Widows have always been allowed to use this restricted application rule. And the previously mentioned January 2020 deadline refers only to retirees. It does NOT apply to widows.

And there is also another major difference between the strategy as it applies to retirees versus widows. As I said above, a retiree can only use the restricted application rule if he or she waits until age 66 to apply for Social Security. But a widow can employ the rule as early as age 60 — the earliest she is usually eligible for widow’s benefits. In a nutshell, this rule gives widows options that no other Social Security beneficiary has. Let’s look at some examples to explain what I am talking about.

Mary became a widow at age 58. When she turns 60 (assuming she has retired by then), she will have the option of taking reduced widow’s benefits on her deceased husband’s record. At that age, she would get about 70 percent of his basic Social Security benefit. Then she could save her own retirement benefit until 66, when she could switch to 100 percent of her own rate, or even wait until age 70, when she would get 132 percent.

If Mary is still working full time, then she might have to wait until age 66 to start her widow’s benefits (when the earning penalty that applies to people who take benefits before full retirement age no longer applies). At that age, she would get 100 percent of her husband’s benefit. And then at age 70, she could switch to 132 percent of her own retirement rate.

Of course, all of this assumes Mary has a higher retirement benefit to switch to later in life. Because of economic and social circumstances, many women earned less money than their husbands did — meaning they have much smaller Social Security benefits that that of their husbands. So in those cases, there simply is no higher retirement benefit to switch to later on. To explain that, let’s go back to Mary.

Let’s say Mary’s full retirement age benefit is $1,200. And then let’s say her full widow’s benefit rate is $2,200. And finally, let’s assume Mary retires at age 62. Here are her options. She could simply choose to take reduced widow’s benefits. At age 62, that’s an 82.5 percent rate, or $1,815 per month. There would be nothing to switch to later on because 100 percent, or even 132 percent of her own benefit will be less than what she is due on her husband’s record.

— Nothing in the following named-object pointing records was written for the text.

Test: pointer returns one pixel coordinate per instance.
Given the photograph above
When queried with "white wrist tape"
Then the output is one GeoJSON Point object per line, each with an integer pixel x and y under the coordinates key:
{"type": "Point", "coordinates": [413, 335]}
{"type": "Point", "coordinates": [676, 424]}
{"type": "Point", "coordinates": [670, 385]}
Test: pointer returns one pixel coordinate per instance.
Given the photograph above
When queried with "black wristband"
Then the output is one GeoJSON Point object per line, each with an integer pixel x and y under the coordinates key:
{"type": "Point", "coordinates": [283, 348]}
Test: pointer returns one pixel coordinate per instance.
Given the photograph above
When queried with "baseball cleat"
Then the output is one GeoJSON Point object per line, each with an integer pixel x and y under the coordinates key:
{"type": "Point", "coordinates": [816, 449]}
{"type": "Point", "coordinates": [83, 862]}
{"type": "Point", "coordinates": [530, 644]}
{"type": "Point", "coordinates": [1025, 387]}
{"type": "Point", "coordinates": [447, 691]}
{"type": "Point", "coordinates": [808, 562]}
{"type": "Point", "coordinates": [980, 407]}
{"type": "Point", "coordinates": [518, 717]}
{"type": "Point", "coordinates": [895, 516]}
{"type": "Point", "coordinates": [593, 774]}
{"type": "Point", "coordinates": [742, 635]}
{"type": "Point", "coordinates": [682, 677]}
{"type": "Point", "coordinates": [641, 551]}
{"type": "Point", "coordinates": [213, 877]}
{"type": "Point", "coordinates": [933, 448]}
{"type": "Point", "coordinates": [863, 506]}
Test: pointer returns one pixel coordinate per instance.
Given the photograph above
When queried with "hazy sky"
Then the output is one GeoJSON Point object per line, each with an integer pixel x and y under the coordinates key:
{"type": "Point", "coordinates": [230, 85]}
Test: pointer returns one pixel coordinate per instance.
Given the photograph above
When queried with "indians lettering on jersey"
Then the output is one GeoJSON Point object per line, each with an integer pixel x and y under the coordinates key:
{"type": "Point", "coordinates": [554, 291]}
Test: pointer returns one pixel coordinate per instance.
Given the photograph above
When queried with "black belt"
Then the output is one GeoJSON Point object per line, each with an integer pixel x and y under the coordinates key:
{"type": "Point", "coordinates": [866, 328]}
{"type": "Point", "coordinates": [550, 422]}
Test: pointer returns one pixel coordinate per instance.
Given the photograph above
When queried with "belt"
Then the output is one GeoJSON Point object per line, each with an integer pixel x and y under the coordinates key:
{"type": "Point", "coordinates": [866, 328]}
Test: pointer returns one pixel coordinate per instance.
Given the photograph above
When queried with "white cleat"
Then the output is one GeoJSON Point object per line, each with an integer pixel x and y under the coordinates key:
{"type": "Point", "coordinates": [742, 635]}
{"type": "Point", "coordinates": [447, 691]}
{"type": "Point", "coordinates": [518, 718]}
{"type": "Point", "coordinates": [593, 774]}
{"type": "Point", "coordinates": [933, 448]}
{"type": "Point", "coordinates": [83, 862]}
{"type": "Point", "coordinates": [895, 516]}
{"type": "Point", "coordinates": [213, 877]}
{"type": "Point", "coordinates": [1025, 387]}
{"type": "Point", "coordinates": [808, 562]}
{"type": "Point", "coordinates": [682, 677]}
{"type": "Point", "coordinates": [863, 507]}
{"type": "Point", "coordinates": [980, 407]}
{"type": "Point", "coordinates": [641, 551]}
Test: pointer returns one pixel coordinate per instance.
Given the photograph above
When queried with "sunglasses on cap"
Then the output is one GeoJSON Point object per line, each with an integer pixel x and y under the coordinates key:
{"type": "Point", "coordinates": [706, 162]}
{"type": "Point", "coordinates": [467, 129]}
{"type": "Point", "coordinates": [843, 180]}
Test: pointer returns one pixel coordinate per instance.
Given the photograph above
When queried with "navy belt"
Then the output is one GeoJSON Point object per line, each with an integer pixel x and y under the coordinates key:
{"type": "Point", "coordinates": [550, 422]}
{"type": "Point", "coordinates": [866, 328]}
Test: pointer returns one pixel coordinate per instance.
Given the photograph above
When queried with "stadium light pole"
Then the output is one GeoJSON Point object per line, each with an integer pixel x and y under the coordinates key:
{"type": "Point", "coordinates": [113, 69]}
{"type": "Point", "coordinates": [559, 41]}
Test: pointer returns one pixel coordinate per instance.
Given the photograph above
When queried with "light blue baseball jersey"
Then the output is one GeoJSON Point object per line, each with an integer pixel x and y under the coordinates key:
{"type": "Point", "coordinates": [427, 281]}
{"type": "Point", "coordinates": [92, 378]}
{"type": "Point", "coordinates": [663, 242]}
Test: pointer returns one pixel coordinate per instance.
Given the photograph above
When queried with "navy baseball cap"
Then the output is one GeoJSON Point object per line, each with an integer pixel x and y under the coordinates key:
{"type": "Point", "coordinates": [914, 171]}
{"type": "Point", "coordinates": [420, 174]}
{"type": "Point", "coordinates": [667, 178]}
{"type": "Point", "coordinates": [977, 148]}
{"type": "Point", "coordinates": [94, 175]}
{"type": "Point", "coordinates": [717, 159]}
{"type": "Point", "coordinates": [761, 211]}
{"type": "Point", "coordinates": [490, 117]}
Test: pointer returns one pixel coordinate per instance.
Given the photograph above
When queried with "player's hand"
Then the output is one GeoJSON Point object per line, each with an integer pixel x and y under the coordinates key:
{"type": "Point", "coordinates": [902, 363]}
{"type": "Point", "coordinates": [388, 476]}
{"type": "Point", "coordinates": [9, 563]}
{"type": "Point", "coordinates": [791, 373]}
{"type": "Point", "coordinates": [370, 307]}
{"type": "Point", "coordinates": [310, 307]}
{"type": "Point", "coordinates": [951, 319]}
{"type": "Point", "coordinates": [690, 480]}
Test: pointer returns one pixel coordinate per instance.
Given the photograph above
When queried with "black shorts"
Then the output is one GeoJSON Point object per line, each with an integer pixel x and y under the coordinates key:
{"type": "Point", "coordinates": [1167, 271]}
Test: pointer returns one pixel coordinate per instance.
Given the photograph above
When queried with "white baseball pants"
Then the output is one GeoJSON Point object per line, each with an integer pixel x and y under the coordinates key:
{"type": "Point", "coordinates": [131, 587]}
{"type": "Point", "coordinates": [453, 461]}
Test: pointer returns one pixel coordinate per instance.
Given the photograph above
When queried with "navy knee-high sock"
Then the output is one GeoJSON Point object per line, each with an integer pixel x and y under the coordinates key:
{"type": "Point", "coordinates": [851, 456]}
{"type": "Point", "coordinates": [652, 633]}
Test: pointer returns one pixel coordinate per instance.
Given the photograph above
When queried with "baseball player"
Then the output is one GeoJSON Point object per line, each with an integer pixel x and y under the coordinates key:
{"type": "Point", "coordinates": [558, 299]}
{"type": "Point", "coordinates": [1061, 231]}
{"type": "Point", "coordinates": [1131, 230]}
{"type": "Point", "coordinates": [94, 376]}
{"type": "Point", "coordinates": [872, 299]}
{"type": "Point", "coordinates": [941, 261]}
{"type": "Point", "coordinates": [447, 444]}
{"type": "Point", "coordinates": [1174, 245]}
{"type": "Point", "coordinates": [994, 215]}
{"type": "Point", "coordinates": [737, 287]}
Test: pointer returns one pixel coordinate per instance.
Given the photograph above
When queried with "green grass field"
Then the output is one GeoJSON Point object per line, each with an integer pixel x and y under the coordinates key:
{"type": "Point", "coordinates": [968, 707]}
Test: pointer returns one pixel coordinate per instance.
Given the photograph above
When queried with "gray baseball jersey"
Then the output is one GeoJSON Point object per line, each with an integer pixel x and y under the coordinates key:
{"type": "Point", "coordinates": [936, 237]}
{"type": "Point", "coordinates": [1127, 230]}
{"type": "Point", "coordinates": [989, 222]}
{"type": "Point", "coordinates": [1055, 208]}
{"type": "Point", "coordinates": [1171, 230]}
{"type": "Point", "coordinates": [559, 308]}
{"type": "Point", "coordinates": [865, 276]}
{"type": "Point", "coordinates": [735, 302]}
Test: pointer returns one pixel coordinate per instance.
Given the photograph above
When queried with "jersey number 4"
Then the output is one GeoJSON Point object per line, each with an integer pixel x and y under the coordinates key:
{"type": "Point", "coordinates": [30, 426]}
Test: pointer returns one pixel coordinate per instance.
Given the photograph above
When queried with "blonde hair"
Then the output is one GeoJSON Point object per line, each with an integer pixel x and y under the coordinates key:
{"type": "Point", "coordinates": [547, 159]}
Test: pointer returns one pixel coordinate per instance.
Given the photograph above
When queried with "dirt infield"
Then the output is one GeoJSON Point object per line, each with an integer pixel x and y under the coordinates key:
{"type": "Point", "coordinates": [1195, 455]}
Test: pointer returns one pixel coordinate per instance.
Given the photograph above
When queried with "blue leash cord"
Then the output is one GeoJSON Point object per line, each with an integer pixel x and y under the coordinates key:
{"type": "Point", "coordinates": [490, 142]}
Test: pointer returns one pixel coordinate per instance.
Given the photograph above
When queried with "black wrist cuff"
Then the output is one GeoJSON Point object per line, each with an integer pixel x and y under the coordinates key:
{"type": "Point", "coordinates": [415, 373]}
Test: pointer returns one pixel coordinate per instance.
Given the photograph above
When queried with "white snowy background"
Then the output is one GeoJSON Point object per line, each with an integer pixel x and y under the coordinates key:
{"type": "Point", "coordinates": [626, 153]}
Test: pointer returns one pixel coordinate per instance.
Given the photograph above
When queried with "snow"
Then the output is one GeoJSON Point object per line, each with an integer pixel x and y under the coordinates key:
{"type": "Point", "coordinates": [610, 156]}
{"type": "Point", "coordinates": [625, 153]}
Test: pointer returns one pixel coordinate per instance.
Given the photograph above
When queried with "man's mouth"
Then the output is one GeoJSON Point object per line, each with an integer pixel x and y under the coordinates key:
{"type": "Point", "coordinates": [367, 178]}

But Mary’s other option would be to take reduced retirement benefits at 62. She’d be due 80 percent of her full retirement rate, or $960. If she could afford to live on that for several years, then at age 66, she could switch to 100 percent widow’s benefit, or $2,200. By the way, that 32 percent age 70 bonus that applies to retirement benefits does NOT apply to widow’s benefits. In other words, there would not be any advantage to Mary delaying her widow’s benefits until age 70. The highest rate she can get is the 100 percent rate at age 66.

So now let me get back to the inspector general’s report. That report was highlighting scenarios in which a woman had worked and earned enough money for a substantial retirement benefit on her own record — one in which she could employ the restricted application strategy of saving her own benefits — usually until age 70. And again, the report criticized SSA saying that some women in this situation were not made aware of the existence of the benefit-switching rule.

But the report did not say that all widows were being cheated out of benefits. And it has nothing to do with the vast majority of women, especially as most women do not become widows until later in life — in their 70s or 80s and beyond — long after their Social Security benefits have started.